Crianzas in Rioja are juicier, softer and more drinkable wines than Riservas, which need to be three years old, and in the Benvenuti winery its role would be played by the pure Teran. It was not presented in Vinodol as we already known the 2015 well, and 2016 is not ready yet, but this is a wine for the best red meats, and if Caldierosso is for drinking, ripe Terans by the Benvenutis are to be enjoyed in only special occasions.
Between the Rose and Cladierosso came two Malvazijas, and they also could not get the barbecue off my mind. The first was the Malvazija 2017, a classic wine by this family, which is each year among the best in Istria. It is refreshing, as is fitting for its youth, but it has fullness, simply asking for zucchini, eggplant, tomatoes and asparagus from the grill with a bit of fresh cheese, curd or mozzarella placed on them just before taking them off the fire. The young Malvazija was followed by the ripe one, whose name is Anno Domini 2016. It was macerated for two weeks, spent two years in oak barrels and is an excellent date for shells such as escallops or fine grilled white fish.
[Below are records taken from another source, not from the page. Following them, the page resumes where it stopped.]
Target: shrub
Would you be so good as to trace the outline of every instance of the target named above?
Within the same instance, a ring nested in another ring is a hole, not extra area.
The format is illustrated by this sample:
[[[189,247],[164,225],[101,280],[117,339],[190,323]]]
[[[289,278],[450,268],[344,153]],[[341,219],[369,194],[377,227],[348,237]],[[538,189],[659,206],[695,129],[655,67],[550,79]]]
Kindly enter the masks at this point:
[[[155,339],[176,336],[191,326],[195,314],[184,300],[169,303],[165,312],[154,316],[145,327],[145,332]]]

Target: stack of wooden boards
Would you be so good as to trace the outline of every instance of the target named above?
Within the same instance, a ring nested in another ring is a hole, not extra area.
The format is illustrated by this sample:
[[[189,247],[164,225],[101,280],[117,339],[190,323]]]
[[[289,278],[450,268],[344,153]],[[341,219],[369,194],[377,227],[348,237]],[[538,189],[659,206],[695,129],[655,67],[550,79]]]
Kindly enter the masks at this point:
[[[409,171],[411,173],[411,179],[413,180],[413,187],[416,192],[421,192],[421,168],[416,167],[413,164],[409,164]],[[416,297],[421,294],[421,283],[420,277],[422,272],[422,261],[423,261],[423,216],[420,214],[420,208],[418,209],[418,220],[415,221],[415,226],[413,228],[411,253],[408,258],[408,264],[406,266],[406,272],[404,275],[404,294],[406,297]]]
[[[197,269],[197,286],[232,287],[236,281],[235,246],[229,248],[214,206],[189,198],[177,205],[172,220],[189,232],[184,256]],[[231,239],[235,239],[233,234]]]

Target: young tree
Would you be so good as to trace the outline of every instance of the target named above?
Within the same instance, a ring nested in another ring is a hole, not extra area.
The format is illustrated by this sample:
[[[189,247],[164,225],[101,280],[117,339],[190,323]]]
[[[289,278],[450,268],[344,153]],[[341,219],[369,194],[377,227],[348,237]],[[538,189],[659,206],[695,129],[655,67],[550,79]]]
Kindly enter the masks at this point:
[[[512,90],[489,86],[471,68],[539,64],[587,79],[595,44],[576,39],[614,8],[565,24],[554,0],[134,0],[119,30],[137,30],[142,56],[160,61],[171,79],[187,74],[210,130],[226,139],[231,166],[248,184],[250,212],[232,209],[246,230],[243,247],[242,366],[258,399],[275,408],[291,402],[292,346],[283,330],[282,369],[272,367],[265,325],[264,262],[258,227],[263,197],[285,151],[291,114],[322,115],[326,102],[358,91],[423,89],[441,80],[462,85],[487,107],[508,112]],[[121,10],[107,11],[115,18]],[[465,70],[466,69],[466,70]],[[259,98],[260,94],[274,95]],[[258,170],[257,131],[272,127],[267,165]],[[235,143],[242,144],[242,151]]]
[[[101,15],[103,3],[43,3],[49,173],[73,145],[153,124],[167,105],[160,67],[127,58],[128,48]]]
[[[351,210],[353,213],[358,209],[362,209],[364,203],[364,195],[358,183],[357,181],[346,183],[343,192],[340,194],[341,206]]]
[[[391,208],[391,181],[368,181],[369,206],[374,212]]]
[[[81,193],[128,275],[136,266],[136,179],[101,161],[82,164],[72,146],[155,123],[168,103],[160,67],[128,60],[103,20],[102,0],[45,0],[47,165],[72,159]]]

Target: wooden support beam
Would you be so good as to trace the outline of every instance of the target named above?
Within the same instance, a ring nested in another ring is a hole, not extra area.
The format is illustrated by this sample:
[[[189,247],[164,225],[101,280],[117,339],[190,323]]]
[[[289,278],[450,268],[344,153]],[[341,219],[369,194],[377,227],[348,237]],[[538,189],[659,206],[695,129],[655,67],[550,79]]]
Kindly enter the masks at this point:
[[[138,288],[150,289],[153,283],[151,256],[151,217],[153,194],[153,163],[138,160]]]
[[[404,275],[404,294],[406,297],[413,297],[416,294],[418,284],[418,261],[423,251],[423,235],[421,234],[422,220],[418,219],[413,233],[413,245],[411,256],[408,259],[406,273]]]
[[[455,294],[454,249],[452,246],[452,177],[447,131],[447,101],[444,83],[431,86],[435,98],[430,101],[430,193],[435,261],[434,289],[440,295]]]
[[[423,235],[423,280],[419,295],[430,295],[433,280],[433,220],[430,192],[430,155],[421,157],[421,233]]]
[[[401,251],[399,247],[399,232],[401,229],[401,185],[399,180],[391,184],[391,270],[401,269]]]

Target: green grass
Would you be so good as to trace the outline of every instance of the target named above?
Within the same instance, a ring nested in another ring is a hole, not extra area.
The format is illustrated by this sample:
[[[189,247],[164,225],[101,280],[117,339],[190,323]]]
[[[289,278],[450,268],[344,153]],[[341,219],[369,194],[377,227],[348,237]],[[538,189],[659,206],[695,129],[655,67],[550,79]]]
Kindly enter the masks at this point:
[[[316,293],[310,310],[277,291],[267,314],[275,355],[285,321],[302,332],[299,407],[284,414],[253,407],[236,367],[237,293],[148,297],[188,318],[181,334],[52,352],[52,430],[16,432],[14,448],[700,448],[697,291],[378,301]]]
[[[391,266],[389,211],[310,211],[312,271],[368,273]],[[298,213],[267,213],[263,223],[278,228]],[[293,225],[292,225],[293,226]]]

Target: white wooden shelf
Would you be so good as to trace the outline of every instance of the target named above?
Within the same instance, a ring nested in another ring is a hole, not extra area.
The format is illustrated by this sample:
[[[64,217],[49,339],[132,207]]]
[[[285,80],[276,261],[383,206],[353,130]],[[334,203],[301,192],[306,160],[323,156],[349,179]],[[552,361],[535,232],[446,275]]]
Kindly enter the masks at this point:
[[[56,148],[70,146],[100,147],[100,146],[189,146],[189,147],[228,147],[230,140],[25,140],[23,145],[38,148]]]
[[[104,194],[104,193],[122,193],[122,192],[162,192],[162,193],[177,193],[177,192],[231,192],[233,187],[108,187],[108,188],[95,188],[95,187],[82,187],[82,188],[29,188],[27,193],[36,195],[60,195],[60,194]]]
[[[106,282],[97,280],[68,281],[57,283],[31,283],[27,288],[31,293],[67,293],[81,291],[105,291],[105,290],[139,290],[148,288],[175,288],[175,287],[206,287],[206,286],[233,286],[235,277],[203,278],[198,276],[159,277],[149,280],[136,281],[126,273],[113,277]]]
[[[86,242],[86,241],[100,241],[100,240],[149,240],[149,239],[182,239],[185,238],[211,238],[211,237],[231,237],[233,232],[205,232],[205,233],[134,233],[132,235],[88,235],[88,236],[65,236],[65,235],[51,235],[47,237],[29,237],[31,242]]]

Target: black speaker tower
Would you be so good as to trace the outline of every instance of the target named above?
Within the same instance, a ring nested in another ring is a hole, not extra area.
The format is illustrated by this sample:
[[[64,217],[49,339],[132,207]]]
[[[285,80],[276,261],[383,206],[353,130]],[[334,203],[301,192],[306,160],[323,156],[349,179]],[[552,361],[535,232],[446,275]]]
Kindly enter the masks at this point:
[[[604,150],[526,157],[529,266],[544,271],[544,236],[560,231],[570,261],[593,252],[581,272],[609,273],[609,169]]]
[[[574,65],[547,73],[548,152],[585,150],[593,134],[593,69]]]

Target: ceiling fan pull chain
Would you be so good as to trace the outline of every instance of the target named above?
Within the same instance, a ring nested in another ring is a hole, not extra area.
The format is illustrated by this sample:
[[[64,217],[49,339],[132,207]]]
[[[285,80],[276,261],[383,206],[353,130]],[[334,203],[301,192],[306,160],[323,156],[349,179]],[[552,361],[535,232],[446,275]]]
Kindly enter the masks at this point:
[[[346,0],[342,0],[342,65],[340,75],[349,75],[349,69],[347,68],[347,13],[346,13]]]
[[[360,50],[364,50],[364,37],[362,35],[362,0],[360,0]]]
The confusion in this story came from the colors of the wines served at the presentation, so let’s clear up the desired sequence: begin with the Malvazija 2017 and vegetables, continue with Anno Domini Malvazija 2016 with shells or white fish. As the wines get darker, so do the wines: next is Rose 2017 and the amberjack, followed by Caldierosso with beef. The fifth presented wine was the sweet Muškat San Salvatore 2013. From the grill, it would go well with dry figs rolled into a thin bacon slab which was sprinkled with a ripe hard cheese while still hot.
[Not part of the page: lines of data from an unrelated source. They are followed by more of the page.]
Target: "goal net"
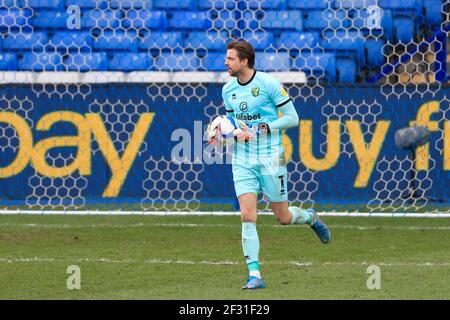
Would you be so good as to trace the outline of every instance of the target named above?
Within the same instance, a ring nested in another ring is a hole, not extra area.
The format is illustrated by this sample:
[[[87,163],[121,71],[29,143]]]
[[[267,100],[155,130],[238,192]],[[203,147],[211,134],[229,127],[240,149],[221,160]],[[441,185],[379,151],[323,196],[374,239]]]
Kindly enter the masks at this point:
[[[244,38],[300,117],[282,139],[290,202],[449,214],[449,6],[0,0],[1,211],[236,211],[232,147],[204,131]],[[404,149],[410,126],[430,135]]]

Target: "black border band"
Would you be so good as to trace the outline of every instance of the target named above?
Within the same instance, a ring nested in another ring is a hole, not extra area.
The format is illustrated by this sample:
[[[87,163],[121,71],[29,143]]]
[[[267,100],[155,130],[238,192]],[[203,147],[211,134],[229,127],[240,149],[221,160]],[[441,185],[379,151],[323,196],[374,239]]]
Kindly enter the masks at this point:
[[[292,99],[291,98],[287,99],[285,102],[282,102],[279,105],[276,105],[275,108],[280,108],[280,107],[284,106],[286,103],[288,103],[289,101],[292,101]]]

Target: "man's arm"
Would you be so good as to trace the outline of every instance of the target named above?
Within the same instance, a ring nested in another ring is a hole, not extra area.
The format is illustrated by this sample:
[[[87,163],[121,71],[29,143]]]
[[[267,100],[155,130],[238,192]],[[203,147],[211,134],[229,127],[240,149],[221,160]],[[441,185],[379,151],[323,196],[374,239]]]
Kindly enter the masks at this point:
[[[298,114],[292,100],[289,99],[289,101],[278,110],[281,111],[281,117],[268,123],[269,130],[288,129],[298,126]]]

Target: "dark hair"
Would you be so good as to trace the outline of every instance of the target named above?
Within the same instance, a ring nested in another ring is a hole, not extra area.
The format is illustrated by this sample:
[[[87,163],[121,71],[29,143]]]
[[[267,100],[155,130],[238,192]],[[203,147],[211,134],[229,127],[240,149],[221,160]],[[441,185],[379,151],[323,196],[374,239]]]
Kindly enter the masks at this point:
[[[255,65],[255,48],[245,40],[233,40],[228,43],[227,50],[234,49],[237,51],[239,60],[248,59],[248,67],[250,69]]]

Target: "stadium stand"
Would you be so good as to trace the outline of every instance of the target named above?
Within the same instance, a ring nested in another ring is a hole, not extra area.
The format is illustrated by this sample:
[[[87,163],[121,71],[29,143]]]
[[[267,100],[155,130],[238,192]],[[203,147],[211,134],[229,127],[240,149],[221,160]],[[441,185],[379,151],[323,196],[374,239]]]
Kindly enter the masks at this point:
[[[252,0],[245,8],[232,0],[28,0],[17,5],[20,1],[0,2],[0,70],[42,71],[55,61],[53,69],[68,63],[66,69],[73,70],[74,61],[85,59],[80,72],[223,71],[223,50],[230,30],[237,28],[243,30],[238,36],[261,52],[261,70],[317,72],[310,58],[299,59],[310,55],[320,57],[327,80],[353,83],[362,66],[383,65],[388,41],[408,43],[418,37],[418,21],[432,29],[443,19],[440,0]],[[377,4],[381,24],[370,25],[368,6]],[[70,5],[81,8],[82,31],[67,30]],[[234,12],[238,7],[241,16]],[[48,52],[53,47],[56,52]],[[58,51],[69,56],[62,59]]]

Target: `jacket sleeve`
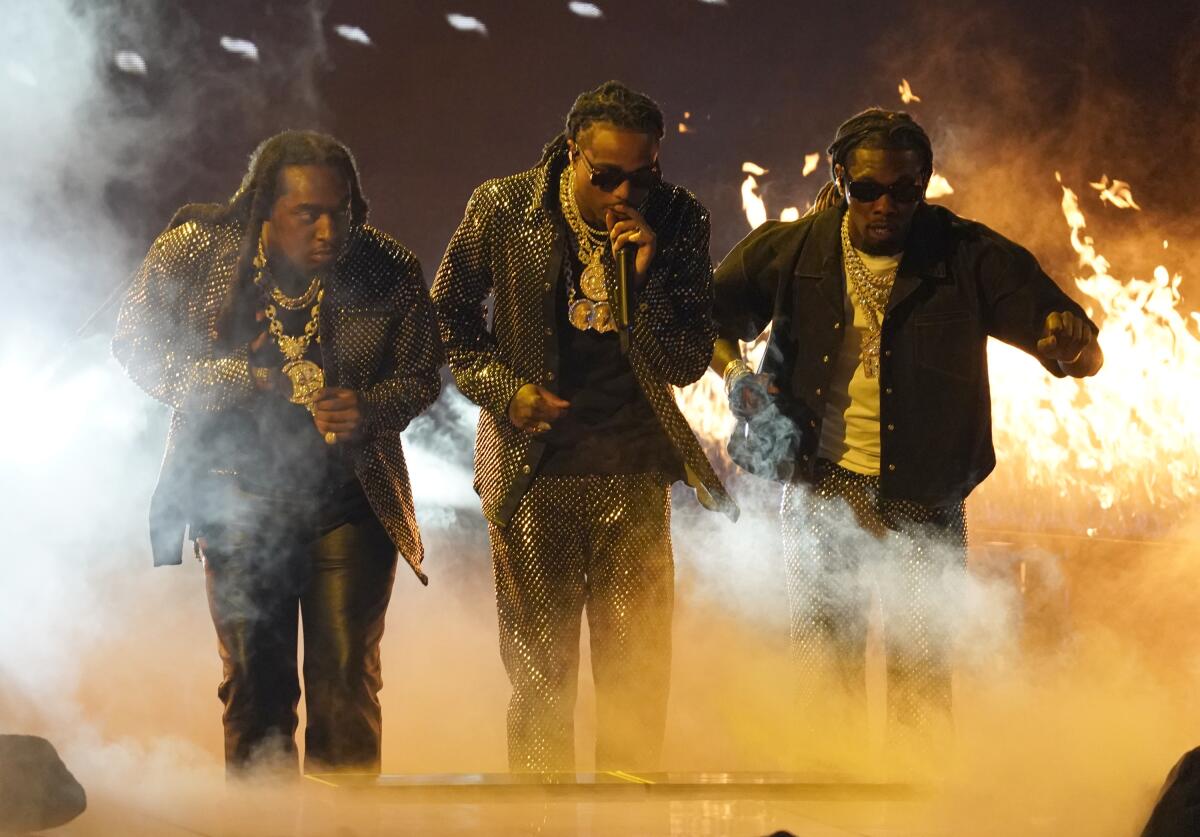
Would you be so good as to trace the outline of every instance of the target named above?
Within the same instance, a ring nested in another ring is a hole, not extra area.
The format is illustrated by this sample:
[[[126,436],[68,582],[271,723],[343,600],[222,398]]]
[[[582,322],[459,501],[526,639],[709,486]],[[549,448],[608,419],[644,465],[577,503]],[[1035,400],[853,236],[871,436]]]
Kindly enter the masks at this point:
[[[368,435],[379,430],[404,430],[437,400],[442,388],[438,375],[442,343],[421,264],[404,250],[397,269],[400,289],[396,295],[396,323],[382,364],[384,372],[361,393]]]
[[[164,232],[130,281],[112,351],[129,377],[176,410],[219,410],[254,391],[248,348],[218,351],[199,288],[216,235],[196,222]]]
[[[791,264],[780,258],[777,244],[789,235],[779,221],[759,225],[729,251],[714,275],[714,316],[726,340],[753,340],[774,314],[775,294]]]
[[[1066,373],[1057,361],[1038,354],[1046,317],[1070,311],[1082,317],[1093,334],[1099,328],[1024,247],[985,229],[972,249],[988,334],[1032,355],[1051,375],[1063,377]]]
[[[487,325],[485,303],[495,281],[491,245],[497,211],[492,187],[485,183],[467,202],[438,267],[432,296],[454,382],[467,398],[503,416],[525,381],[501,354]]]
[[[712,261],[708,212],[692,202],[665,252],[655,256],[638,299],[633,350],[668,383],[687,386],[712,359]]]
This daydreaming of a barbecue does not in the least diminish the excellent choice of dishes prepared in Vinodol by Zdravko Tomšić. He served beef tartar with the Rose, Adriatic ceviche with the young Malvazija - freshly marinated fish with asparagus, a mushroom and smoked duck breast risotto with the Anno Domini, and lamb shank in a thyme sauce with the Caldierosso. We loved it.